- Born: 1782
- Died: May 13, 1836 (aged 53–54)
- Known for: Quintessence of Long Speeches, Arranged as a Political Catechism
- Parents: Charles Cotesworth Pinckney (father); Sarah Middleton Pinckney (mother);

= Maria Henrietta Pinckney =

American political writer (1782–1836)

Maria Henrietta Pinckney was an American political writer from Charleston, South Carolina. She is best known for her pamphlet the Quintessence of Long Speeches, Arranged as a Political Catechism, written in response to the 1830 nullification crisis between South Carolina and the federal government due to tariff disputes. Pinckney was born in 1782 and died on May 13, 1836 in her hometown of Charleston.

== Early life ==
Pinckney was the eldest daughter of the wealthy plantation owner Charles Cotesworth Pinckney and Sarah Middleton. Her father served as the United States Minister to France from 1796 to 1797. Maria lost her mother in her early years of childhood and was educated by her grandmother, Eliza Lucas Pinckney.

== Influence and achievements ==
During the 1830 nullification crisis, Pinckney wrote the Quintessence of Long Speeches, Arranged as a Political Catechism which defended states rights and nullification. The pamphlet was published in Charleston 1830, two years after John C. Calhoun's "Exposition and Protest". She posed a series of thirty four questions and answers summarizing the South's case for nullification. She defined the case as, "the Veto of a Sovereign State on an unconstitutional law of Congress". Pinkney called for her fellow South Carolinians to follow the example of "the patriot band who achieved Revolution" in context to the Declaration of Independence, which was crafted during 1776 during the American Revolution fight for independence.

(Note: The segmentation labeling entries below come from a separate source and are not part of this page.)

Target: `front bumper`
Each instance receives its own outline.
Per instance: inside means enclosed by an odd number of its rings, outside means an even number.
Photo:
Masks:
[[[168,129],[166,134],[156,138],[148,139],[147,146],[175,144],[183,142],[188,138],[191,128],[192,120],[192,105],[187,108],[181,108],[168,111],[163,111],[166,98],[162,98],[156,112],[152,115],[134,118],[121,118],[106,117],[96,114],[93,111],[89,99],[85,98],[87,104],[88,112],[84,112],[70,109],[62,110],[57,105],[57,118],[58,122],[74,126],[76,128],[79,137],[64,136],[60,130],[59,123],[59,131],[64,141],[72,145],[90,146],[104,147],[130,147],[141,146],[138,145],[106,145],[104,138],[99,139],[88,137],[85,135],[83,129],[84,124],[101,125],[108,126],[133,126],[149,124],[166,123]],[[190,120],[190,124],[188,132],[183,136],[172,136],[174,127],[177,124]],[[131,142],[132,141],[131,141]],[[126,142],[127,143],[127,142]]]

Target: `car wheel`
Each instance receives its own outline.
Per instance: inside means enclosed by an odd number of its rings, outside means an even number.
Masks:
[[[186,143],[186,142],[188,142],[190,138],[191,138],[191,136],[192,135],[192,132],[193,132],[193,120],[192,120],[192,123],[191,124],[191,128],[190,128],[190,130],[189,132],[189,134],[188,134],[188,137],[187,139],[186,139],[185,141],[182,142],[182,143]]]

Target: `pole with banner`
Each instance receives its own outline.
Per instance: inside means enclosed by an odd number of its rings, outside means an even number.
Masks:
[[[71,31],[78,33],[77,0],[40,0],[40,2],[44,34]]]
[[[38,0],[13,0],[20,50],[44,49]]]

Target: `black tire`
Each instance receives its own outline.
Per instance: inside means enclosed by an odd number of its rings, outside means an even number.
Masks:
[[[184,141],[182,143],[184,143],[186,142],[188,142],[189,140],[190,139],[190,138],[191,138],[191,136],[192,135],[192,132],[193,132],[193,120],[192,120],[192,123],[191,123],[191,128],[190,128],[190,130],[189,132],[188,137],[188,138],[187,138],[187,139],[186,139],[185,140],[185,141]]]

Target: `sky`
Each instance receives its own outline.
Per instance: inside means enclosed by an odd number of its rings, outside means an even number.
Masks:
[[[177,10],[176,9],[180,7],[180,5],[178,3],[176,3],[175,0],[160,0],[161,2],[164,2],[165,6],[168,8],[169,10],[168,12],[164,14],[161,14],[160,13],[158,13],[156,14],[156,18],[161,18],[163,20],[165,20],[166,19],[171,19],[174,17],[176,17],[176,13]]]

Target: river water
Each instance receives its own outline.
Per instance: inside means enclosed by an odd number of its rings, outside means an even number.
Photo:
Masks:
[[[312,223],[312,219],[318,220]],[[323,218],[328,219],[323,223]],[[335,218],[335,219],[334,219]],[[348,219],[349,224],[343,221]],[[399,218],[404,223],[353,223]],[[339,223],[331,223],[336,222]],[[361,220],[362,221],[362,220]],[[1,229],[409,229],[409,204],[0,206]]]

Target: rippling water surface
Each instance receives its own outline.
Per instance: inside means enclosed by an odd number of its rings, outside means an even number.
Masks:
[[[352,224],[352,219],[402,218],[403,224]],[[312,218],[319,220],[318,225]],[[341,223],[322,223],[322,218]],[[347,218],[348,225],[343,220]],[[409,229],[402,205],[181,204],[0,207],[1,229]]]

== Later life and death ==
Pinckney was never married. She and her sister Harriet also ran their father's plantations after his death in 1824. Pinckney died after refusing to heed her doctor's advice to go to a cooler climate because, according to a cousin, "her patriotism will not let her travel North of the Potomac." Maria Henrietta Pinckney died on May 13, 1836. After her death, Pinckney was buried in St. Michael's Churchyard in Charleston.